At least, my God does not really care that much about these things.

My God cares about whether I believe in Him.  Whether I am a good witness to His gospel. Whether I glorify Him in the things that I do, in the things that I say, in the ways I interact with people on the street and with my husband and with my dog and my cat.  In the ways that I care for my body, now that there is a raspberry-sized life inside.  I mean, I fail…a LOT.  But I try.  And I think that’s what Jesus cares about.

I know this is really foreign to a lot of you.  It is my prayer that this does not sound nearly as insane to you as it might have sounded to me many years ago, and you are WELCOME to email me if you would like to talk about this.  (Although I might take until Saturday afternoon to write you back.)
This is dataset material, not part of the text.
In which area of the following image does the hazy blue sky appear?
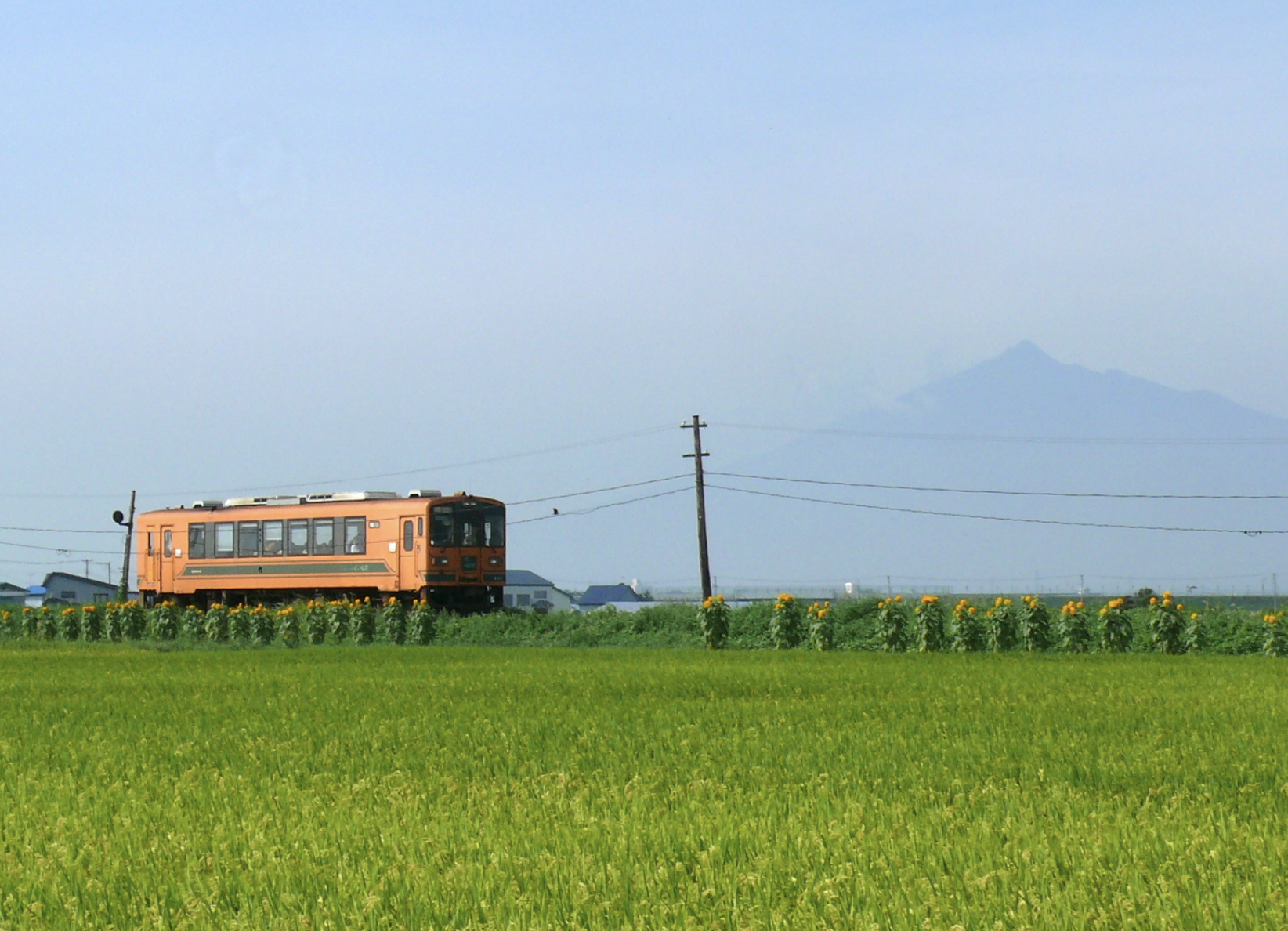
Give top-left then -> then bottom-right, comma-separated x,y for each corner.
0,2 -> 1288,589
I read on someone’s facebook list of 25 things (I LOVE those things, by the way – if those were physics I would be getting 100%)(but you should really click on that link, because it is a really funny article from Time) a statement that really made me think.  She wrote (and I am not going to list who it is), “Jesus did not die on the cross so that I could procrastinate my life away.” (Or something to that effect.  I am doing a good job and not actually GOING BACK TO FACEBOOK so I am going to have to paraphrase.)

Now, that is an interesting way of putting it.
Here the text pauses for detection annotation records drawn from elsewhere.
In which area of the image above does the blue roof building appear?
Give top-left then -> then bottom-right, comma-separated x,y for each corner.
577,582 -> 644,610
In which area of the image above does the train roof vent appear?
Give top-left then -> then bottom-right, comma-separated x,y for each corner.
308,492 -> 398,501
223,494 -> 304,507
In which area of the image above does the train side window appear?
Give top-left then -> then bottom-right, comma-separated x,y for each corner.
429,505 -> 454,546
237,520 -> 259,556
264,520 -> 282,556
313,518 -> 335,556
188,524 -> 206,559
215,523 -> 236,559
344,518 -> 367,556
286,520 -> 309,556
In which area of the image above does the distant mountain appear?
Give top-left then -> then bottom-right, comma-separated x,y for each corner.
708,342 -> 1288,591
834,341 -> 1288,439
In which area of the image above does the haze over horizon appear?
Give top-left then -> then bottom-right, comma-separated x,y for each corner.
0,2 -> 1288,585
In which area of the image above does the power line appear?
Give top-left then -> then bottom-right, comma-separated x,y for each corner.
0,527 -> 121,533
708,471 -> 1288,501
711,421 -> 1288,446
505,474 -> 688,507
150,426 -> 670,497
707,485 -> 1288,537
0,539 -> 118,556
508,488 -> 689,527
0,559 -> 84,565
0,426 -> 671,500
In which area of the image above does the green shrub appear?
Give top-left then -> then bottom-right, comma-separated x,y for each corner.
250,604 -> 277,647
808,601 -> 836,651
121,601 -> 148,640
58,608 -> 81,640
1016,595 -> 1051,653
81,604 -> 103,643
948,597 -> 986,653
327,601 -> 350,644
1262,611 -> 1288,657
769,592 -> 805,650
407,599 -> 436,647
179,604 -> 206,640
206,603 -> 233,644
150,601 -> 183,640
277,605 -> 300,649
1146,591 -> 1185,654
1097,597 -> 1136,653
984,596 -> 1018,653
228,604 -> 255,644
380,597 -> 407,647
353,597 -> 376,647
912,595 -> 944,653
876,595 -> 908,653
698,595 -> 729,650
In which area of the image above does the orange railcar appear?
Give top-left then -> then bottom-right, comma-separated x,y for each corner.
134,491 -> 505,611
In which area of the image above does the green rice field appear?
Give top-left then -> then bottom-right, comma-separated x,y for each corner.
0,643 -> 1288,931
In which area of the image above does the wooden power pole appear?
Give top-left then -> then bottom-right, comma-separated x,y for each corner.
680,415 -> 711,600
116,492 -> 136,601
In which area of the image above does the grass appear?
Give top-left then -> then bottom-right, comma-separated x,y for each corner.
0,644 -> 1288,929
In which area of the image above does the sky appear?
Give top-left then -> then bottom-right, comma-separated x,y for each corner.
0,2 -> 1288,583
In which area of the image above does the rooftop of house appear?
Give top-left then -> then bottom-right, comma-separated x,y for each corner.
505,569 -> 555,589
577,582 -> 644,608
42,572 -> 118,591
Because do I really think Jesus died on the cross so that I could take physics?  I mean, yes and no.  Again, I do not think God really wants me to take physics, per se, but as I said, I think God wants me to glorify Him in the things that I do.

I am pretty sure I am not glorifying Him by procrastinating all day.

So here it is:  my little pledge to my teeny-tiny readership:  I am going to study from here until Saturday.  The only time I am going to look at my email is when I have finished a test.  (OMGoodness that is going to be REALLY REALLY HARD.)

You know what is playing in the background now?  Gabriel and the Vagabond.  If you have not heard it, it is a phenomenal song.

It always makes me think.

P.S.  You can still comment and, you know, make me super excited to read my email.  Cloth diapering anyone?  Ha!

You will be impressed to know that I held back SEVERAL parenthetical observations throughout to try to stay on topic for this post.  I know I failed a few times, but still.  That deserves a shout-out, no?